This is My Blood is a book that I was hesitant to pick up despite my love of vampire fiction. Religious horror is something that can be done very well (The Omen, The Exorcist, Rosemary’s Baby) and very-very badly (virtually any other example). Thankfully, This is my Blood falls into the former category as it begins with the promising premise of, “What if there were vampires during Biblical times?”
Stoker award-winning author David Niall Wilson creates a book based around the premise of the old convention t-shirt joke, “Vampire Jesus: He gave his blood, now he wants it back.” Yes, that t-shirt existed and I’ve seen it dozens of times. No, I don’t own one or know where you can buy it. This is my Blood, though, takes the slightly less blasphemous plotline of, “What if Mary Magdalene was a vampire?”
In this universe, Jesus is most definitely the son of the Hebrew God and possessed of vast supernatural powers. The Hebrew God is real, Satan is real, and they are engaged in a conflict over the immortal souls of mankind. However, God is seemingly indifferent and Jesus’ All-Loving HeroTM status blinds him to injustices. It’s an interesting take and we have the newly created Mary Magdalene vampire as our POV.
In this version of Biblical mythology, Mary Magdalene is a homunculus created by the Devil and cursed with both bloodlust as well as a desire to tempt Jesus to evil. She falls desperately in love with the Nazarene, but he’s focused on the whole, “saving the world by dying horribly” thing. It doesn’t help she’s also killing people left and right, which isn’t helping the current mood in Judea. Supernatural serial killers do not help the tinder box that is Roman-Jewish relations.
Those who shy away from anything religious will probably not find this book to be their cup of tea. Those who are acquainted with the Biblical story of Jesus and characters involved will probably get more out of the experience. David Niall Wilson is clearly very familiar with the work and gives it a revisionist but not satirical edge. Mary is a creature of evil, doomed from literal birth to damnation, but has no desire to be what she is nor did she do anything to deserve it.
The book this most reminds me of is Memnoch the Devil by Anne Rice. That book remains the most controversial of the Vampire Chronicles with fans either loving or hating it. It was informed by Anne Rice’s strong Catholic beliefs mixed with her own loathing of certain elements to the faith’s teachings. David Niall Wilson admits in the book’s introduction that he is a former Christian who left the religion after growing up in an intensely religious environment. This will resonate with some readers and others not at all.

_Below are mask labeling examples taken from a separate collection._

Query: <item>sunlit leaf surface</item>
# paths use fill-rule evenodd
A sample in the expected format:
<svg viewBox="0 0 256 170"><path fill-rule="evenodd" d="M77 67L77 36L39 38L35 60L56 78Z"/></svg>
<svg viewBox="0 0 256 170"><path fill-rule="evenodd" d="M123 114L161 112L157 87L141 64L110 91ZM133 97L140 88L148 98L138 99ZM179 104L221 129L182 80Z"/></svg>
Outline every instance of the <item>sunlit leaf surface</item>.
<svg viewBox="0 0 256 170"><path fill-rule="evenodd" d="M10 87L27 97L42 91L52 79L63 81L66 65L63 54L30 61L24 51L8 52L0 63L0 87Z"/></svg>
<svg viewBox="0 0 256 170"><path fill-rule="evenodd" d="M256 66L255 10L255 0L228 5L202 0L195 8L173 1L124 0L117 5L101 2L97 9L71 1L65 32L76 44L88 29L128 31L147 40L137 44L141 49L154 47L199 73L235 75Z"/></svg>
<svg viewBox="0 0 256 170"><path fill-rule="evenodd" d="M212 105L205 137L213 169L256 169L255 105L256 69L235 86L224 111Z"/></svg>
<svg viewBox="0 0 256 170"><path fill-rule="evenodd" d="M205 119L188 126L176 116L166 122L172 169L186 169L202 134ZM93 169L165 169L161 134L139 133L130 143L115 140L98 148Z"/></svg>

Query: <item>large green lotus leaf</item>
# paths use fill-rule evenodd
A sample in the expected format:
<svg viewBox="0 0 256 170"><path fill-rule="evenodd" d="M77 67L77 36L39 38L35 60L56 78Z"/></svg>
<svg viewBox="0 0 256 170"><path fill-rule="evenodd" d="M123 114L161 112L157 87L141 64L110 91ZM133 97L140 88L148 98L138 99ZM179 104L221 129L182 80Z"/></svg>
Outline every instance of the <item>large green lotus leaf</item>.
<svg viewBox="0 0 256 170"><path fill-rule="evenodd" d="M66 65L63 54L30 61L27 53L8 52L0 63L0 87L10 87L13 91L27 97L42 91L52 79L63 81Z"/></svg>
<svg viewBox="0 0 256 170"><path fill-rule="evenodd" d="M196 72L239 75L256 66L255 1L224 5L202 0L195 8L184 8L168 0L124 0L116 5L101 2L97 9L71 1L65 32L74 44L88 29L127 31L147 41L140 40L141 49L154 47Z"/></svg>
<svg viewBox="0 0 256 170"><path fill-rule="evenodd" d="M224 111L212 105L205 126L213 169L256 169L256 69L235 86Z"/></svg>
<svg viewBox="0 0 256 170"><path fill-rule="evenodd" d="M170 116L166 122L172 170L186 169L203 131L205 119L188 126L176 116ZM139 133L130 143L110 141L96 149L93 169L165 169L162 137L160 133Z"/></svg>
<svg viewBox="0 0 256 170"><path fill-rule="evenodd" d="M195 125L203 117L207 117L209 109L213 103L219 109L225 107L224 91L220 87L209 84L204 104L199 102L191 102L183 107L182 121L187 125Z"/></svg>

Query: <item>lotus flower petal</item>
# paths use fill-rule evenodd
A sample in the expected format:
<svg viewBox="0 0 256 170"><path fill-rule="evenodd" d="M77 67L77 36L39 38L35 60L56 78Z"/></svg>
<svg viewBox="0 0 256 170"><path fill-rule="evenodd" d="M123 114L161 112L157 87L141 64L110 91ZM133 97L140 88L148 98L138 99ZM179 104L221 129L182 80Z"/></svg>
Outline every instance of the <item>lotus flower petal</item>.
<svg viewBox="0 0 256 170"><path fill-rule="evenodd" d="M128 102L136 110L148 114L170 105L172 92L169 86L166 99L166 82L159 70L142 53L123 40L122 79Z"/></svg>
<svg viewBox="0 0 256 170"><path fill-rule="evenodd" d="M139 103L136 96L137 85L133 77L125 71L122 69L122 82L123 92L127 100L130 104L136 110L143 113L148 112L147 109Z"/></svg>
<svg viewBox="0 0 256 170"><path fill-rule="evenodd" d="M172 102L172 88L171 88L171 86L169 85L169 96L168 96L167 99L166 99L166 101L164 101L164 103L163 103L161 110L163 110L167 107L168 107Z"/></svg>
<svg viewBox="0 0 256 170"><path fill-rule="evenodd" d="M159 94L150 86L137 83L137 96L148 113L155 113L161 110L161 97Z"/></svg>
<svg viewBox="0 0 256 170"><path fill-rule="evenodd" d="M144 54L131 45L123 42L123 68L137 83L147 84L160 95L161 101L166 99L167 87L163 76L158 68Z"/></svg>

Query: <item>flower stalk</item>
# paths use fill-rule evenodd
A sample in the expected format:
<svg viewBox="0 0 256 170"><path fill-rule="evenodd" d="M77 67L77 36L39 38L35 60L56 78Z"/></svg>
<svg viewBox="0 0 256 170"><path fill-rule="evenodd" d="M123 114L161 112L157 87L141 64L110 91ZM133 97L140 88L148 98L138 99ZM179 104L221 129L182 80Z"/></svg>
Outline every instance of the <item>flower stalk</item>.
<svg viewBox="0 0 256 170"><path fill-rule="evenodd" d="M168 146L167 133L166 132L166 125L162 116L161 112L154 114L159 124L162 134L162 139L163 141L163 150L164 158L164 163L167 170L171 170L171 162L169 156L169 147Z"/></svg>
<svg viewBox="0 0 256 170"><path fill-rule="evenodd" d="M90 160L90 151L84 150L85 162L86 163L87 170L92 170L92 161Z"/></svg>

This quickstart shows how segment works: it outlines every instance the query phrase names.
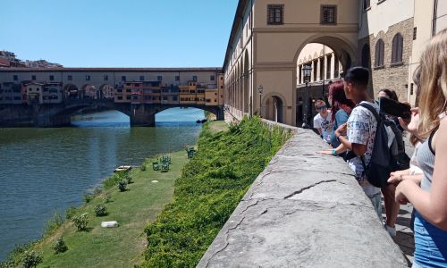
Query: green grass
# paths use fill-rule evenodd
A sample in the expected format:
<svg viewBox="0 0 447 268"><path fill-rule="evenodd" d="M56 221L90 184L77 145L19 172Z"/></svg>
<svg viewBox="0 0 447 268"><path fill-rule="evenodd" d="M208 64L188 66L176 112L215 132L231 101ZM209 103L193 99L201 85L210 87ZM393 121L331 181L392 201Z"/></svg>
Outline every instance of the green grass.
<svg viewBox="0 0 447 268"><path fill-rule="evenodd" d="M146 228L145 267L195 267L272 156L289 138L259 118L227 131L207 123L175 181L174 201Z"/></svg>
<svg viewBox="0 0 447 268"><path fill-rule="evenodd" d="M35 245L33 249L43 256L38 267L131 267L140 263L147 246L144 228L172 201L173 182L187 162L184 151L173 153L171 157L169 172L154 172L151 162L147 161L145 172L131 172L134 183L127 186L129 190L122 193L117 187L109 188L80 207L77 214L89 213L89 231L76 231L67 220ZM152 183L153 180L159 182ZM108 214L97 217L94 207L104 202L106 193L112 195L112 202L105 204ZM103 221L117 221L120 227L101 228ZM68 250L55 255L52 245L61 236Z"/></svg>

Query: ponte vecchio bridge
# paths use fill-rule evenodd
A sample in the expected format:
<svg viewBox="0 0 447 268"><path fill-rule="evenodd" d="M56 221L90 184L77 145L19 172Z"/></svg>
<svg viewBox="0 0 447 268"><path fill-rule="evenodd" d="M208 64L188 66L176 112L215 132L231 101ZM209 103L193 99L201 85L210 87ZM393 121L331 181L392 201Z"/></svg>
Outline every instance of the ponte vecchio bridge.
<svg viewBox="0 0 447 268"><path fill-rule="evenodd" d="M117 110L131 126L154 126L156 113L196 107L224 119L220 68L0 69L0 126L70 124L82 110Z"/></svg>

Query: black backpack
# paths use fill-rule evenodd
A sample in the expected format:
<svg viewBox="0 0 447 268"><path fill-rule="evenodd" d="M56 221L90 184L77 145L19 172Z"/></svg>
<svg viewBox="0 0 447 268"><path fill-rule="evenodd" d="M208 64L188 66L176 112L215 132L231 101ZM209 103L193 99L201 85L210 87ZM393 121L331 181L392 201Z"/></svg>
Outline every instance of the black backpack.
<svg viewBox="0 0 447 268"><path fill-rule="evenodd" d="M359 105L368 109L377 121L377 130L369 164L367 166L364 157L360 157L365 175L370 184L384 188L388 185L387 180L391 172L409 168L409 157L405 154L402 132L394 121L387 120L384 114L378 114L373 106L365 103Z"/></svg>

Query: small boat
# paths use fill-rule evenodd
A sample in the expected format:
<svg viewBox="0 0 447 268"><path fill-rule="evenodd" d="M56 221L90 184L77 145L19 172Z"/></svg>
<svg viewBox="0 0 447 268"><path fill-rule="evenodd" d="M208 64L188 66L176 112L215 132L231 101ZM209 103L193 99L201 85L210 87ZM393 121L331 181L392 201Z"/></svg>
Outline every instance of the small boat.
<svg viewBox="0 0 447 268"><path fill-rule="evenodd" d="M129 172L132 169L131 165L120 165L119 167L115 168L114 170L114 172Z"/></svg>

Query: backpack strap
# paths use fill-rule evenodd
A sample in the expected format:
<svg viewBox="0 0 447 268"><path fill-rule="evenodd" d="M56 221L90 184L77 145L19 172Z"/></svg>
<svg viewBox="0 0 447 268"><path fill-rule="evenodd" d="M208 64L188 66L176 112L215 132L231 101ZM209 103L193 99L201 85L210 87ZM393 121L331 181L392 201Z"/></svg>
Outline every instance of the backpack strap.
<svg viewBox="0 0 447 268"><path fill-rule="evenodd" d="M380 115L377 113L377 111L375 110L375 108L370 105L367 105L366 103L361 103L358 105L358 106L362 106L363 108L369 110L369 112L371 112L373 113L374 117L375 117L375 120L377 121L377 126L378 126L378 124L381 121L381 118L380 118Z"/></svg>

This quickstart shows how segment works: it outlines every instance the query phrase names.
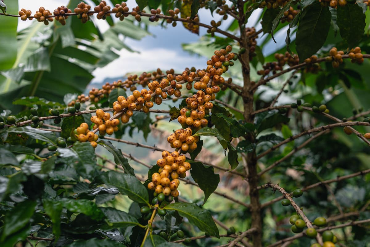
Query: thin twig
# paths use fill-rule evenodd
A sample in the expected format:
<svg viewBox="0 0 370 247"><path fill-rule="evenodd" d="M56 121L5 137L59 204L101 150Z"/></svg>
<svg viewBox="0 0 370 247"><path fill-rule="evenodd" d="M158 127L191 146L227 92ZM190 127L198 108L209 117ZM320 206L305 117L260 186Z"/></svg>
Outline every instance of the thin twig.
<svg viewBox="0 0 370 247"><path fill-rule="evenodd" d="M320 229L317 229L316 230L316 231L317 233L322 233L325 231L330 231L333 229L337 229L338 228L342 228L343 227L345 227L347 226L356 226L357 225L360 225L364 223L369 223L370 222L370 219L368 219L367 220L359 220L357 221L353 221L350 222L348 222L348 223L345 223L344 224L342 224L340 225L337 225L337 226L328 226L326 227L324 227L323 228L321 228ZM297 233L293 237L290 237L289 238L284 238L284 239L282 239L281 240L278 241L275 243L273 244L270 244L270 245L268 246L267 247L275 247L275 246L278 246L280 244L285 243L287 241L291 241L295 239L297 239L297 238L299 238L305 236L305 233Z"/></svg>
<svg viewBox="0 0 370 247"><path fill-rule="evenodd" d="M297 213L299 215L303 220L305 223L306 223L306 225L307 227L309 228L313 228L313 226L312 225L312 223L310 220L308 219L307 217L306 216L306 214L303 213L303 211L302 210L300 209L300 208L297 205L295 202L293 200L293 198L290 196L290 195L288 193L287 193L283 188L282 188L279 186L278 184L268 184L268 185L269 187L270 187L274 189L274 190L278 190L279 192L282 194L283 196L285 197L286 198L288 199L290 202L291 205L293 206L294 209L295 209ZM318 234L316 236L316 240L317 241L317 243L321 245L323 245L323 242L322 238L321 237L321 236L319 234Z"/></svg>
<svg viewBox="0 0 370 247"><path fill-rule="evenodd" d="M346 175L344 176L342 176L342 177L338 177L336 178L333 178L332 179L329 179L328 180L326 180L324 181L321 181L320 182L318 182L314 184L311 184L308 186L306 186L304 188L302 188L302 190L303 191L308 190L312 188L314 188L315 187L317 187L317 186L320 186L322 184L329 184L332 183L333 183L334 182L339 182L339 181L341 181L342 180L344 180L345 179L347 179L348 178L350 178L352 177L357 177L357 176L359 176L360 175L363 175L365 174L367 174L370 173L370 169L368 169L366 170L364 170L363 171L361 171L354 173L352 173L352 174L349 174L349 175ZM260 190L262 188L267 188L269 186L268 186L268 184L265 184L263 185L258 186L256 188L257 190ZM265 203L261 204L261 207L263 208L265 207L267 207L267 206L269 206L273 203L275 203L277 201L279 201L281 199L284 198L284 197L280 196L275 199L271 200Z"/></svg>

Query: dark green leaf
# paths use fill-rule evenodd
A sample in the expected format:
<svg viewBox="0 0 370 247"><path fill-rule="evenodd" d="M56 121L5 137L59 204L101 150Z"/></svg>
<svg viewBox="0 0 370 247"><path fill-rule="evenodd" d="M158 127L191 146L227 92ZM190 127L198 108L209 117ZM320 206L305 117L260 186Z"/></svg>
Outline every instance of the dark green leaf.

Personally, despite my own strong religious beliefs, I very much enjoyed this vampire story. It ends on an interesting existentialist note that is fully satisfying. It has a full story that incorporates elements of free will, salvation, plus damnation. These are the sort of things that many great vampire stories wrestle with and work here. People who don’t know Peter from Paul are not going to get as much out of this, however.